Prevalence of HER3 expression in prostate adenocarcinoma and its clinicopathological characteristics.

Authors

null

Rithika Rajendran

The Edward P. Evans Foundation Precision Oncology Center of Excellence, Washington DC VA Medical Center, Washington, DC

Rithika Rajendran , Coen Johannes Gerardus Lap , Fayez Estephan , Shanshan Liu , Ramesh Subrahmanyam , Guoqing Diao , Victor Nava , Maneesh Rajiv Jain

Organizations

The Edward P. Evans Foundation Precision Oncology Center of Excellence, Washington DC VA Medical Center, Washington, DC, Medstar Georgetown University Hospital, Washington, DC, George Washington University School of Medicine and Health Sciences, Washington, DC, George Washington University Milken Institute School of Public Health, Washington, DC, Department of Biostatistics and Bioinformatics, George Washington University Milken Institute School of Public Health, Washington, DC

Research Funding

Prostate Cancer Foundation

Background: Human epidermal growth factor receptor 3 (HER3) has been found upregulated in a wide variety of cancers and has been associated with disease progression and resistance to EGFR-targeted therapies in HER2-positive malignancies. Several studies have reported expression of HER3 in prostate cancer (PCa).

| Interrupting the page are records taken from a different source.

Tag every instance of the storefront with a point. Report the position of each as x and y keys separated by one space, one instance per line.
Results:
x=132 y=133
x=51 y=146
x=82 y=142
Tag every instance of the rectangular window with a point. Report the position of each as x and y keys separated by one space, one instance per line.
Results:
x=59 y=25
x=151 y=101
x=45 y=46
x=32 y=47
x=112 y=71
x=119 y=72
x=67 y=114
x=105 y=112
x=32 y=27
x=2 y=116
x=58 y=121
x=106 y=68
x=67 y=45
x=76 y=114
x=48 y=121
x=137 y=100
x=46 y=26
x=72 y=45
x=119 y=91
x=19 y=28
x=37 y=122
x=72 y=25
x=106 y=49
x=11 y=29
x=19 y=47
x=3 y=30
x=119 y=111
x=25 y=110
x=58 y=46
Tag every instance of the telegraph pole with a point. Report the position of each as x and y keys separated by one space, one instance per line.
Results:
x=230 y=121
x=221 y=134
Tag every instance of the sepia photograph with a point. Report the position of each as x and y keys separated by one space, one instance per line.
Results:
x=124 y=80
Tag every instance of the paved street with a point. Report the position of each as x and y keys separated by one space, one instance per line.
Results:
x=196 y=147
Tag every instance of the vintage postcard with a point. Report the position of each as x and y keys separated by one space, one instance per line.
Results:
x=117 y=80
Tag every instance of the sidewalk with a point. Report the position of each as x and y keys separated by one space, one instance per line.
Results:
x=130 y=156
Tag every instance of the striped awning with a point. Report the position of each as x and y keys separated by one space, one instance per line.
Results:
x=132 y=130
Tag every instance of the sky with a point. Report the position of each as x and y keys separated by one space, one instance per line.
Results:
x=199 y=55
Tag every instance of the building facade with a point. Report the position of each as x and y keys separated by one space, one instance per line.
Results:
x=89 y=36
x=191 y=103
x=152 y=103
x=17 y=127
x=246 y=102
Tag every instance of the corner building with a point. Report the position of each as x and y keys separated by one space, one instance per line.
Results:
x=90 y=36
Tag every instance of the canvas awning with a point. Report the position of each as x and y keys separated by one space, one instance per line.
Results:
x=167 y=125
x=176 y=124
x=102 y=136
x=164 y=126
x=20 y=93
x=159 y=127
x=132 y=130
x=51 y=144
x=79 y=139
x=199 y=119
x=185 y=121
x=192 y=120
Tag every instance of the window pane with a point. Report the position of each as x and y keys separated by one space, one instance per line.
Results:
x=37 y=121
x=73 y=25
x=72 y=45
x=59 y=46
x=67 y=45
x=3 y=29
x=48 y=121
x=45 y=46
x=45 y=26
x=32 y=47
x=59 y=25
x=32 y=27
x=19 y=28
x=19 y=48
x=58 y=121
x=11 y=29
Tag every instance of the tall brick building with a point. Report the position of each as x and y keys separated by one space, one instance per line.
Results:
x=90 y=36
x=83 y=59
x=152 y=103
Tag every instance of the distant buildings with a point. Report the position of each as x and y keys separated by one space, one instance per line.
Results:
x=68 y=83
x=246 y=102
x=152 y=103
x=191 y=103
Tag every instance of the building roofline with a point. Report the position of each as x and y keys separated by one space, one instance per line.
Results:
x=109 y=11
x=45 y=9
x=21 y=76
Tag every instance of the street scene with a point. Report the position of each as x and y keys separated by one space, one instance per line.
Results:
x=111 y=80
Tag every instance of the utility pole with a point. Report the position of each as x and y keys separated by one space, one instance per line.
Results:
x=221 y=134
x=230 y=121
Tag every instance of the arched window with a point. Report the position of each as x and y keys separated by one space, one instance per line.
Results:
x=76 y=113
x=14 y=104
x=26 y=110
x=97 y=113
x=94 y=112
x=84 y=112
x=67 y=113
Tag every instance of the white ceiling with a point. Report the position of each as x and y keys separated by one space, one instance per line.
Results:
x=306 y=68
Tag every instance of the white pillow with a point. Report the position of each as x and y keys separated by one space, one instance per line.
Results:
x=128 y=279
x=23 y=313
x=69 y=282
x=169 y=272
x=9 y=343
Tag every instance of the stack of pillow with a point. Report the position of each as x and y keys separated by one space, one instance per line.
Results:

Furthermore, concurrent expression of HER2 and HER3 in PCa has been associated with androgen resistance, development of metastatic disease, and less favorable outcomes. However, due to conflicting results, the exact nature of the relationship between HER2 and HER3 in PCa requires further investigation. Methods: 194 patients diagnosed with PCa between 2000-2021 at the Washington DC Veterans Affairs Medical Center who had adequate formalin-fixed paraffin embedded prostate tissue available were selected from our previously published cohort of patients. HER3 immunostaining was performed and independently scored by two pathologists as 0 (absent), 1+ (weak), 2+ (moderate), or 3+ (marked). HER2 immunostaining data and clinical information was retrieved. Statistical analysis included Fisher’s exact test and linear regression models. Results: In our self-identified predominantly African American (85%) patient cohort, a 94% overall prevalence of HER3 positivity (1+, 2+, or 3+) was observed. Notably, the majority of positive patients was found to have HER3 expression of either 2+ (~60%; 116/194) or 3+ (~17%; 33/194). HER3 positivity was associated with a higher PSA (p=0.023), a higher Grade Group (GG) (p=0.017), and a higher AJCC disease stage (p=0.006) at time of diagnosis (Table 1). A significant association was observed between positivity for both HER2 and HER3 (p=0.031). HER3 positivity independently predicted GG (p=0.02) and AJCC disease stage (p=0.01) when adjusted for HER2 positivity. Conclusions: In this predominantly African American cohort, a high prevalence of HER3 positivity was observed across PCa disease stages. Higher expression levels of HER3 were observed in more advanced stages of the disease. Because of the observed efficacy of HER3-antibody drug conjugates in other HER3-expressing malignancies, the high prevalence of HER3 in PCa makes it an attractive therapeutic target that warrants further evaluation.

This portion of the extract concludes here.